Тогда мне и в голову не могло прийти, что Америка станет для меня вторым домом. А те писатели, от встреч с которыми я так успешно уклонялся, сделаются просто бесценными, ибо от их подписи будет зависеть получение той или иной стипендии, продление визы и всякое такое. Жаль, конечно, если читатель после этих строк подумает, что имеет дело с невежей, да к тому же расчетливым, но что поделаешь, если я таким и был в начале своей эмигрантской жизни.

Когда я приехал в Штаты в 1983 году, все уже было иначе. Госдепартамент молчал, а среди польской диаспоры Нью — Йорка быстро распространился слух, что я кружу по городу в поисках творческого вдохновения, то бишь квартиры и денег. Соотечественники проявили солидарность, предостерегая друг друга, и включили автоответчики.

Что до жалоб по поводу людского равнодушия, то об этом чуть позже. А пока я оказался в американском Закопане, где все складывалось совсем неплохо.

Мне выделили целый домик, тоже вроде хатки жителя Татр. Постель была заправлена, в наличии имелись мебель, правда, сильно смахивающая на антикварную, и полный холодильник. На длинном шесте развевался огромный звездно–полосатый флаг. А на стоянке ровной шеренгой выстроились припаркованные «порше», «мазерати» и «феррари». Все указывало на то, что мне предстоит обучать их владельцев, то есть на своем ломаном английском читать лекции о Достоевском, Кафке либо Чехове.

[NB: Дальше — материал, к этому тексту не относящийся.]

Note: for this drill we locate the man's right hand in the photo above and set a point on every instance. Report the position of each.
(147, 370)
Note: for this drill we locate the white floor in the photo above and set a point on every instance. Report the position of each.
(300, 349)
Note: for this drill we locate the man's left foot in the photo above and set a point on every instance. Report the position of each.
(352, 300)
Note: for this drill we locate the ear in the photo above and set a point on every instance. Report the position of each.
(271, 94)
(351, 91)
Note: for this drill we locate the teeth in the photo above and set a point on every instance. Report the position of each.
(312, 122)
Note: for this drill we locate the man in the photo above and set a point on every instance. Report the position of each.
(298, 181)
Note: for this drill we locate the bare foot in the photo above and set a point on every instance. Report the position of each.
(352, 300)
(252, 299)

Немного ободрял меня пример уже упоминавшегося на этих страницах польского консула в Глазго, который прекрасно справлялся со своими обязанностями и без знания английского. Он разработал свою систему: когда в его кабинет вваливался англичанин, консул хранил молчание, только посматривал на посетителя с легкой укоризной. И англичанин либо шотландец начинал тарахтеть и тарахтел добрых минуты три, а если был понаглее, то все четыре. Потом замолкал и вроде чего–то ждал, но консул тоже ждал. Так они и сидели — бывало по–разному: когда минуту, когда и две. Вслед за тем англичанин вставал и выходил. Как с достоинством объяснял в СПАТиФ’е консул: «Будет он еще дурака из меня делать».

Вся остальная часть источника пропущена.